### **Importing Related Notebooks** 

In [2]:
import import_ipynb
import Model_Benchmarking

gb = Model_Benchmarking.gb
X_trainval = Model_Benchmarking.X_trainval
y_trainval = Model_Benchmarking.y_trainval
X_test = Model_Benchmarking.X_test
y_test = Model_Benchmarking.y_test
skfold = Model_Benchmarking.skfold

### **Imbalanced Dataset**

As previously known, the dataset as a whole has an unequal proportion of target classes where in this case study, the number of customers who churn is far less than subscribers who are still subscribed. This can cause several disadvantages, including model performance that tends to be biased, poor generalization, non-representative measurement evaluation results, and wrong interpretation of existing problems. This happens because the amount of data for the minority class, in this case churn customers, is insufficient when the training process is carried out on the algorithm model used. As a result, the algorithm model will produce poor performance in detecting churn customers even though overall it has fairly good accuracy. These deficiencies can be anticipated by manipulating the data so that the number of positive and negative classes is equal.

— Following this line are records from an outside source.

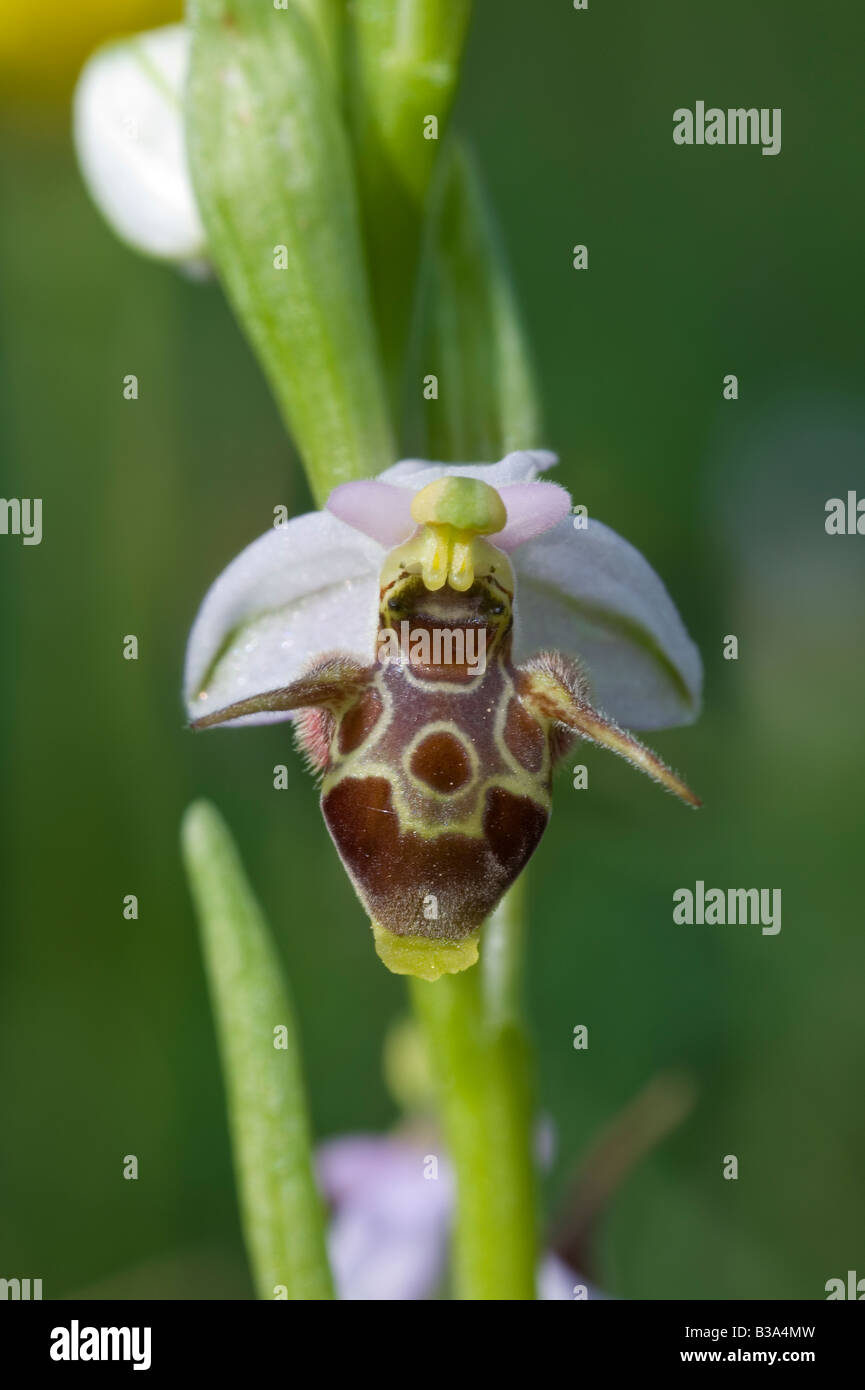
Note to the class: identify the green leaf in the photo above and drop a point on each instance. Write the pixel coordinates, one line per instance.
(276, 188)
(406, 68)
(472, 337)
(280, 1204)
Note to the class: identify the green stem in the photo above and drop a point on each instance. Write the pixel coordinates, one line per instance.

##### **Imbalanced Cross Validation Score**

The strategy that can be done is to use several class that are already available by **imblearn**, including `RandomOverSampler()`, `SMOTE()`, `RandomUnderSampler()`, and ` NearMiss()`. Each class has its own advantages and disadvantages in handling imbalanced data cases so a cross validation score process will be carried out to find the average performance of each class against the dataset used for the training process and validation, namely `X_trainval` and `y_trainval`. Then, a testing process will be carried out on dataset `X_test` and `y_test`.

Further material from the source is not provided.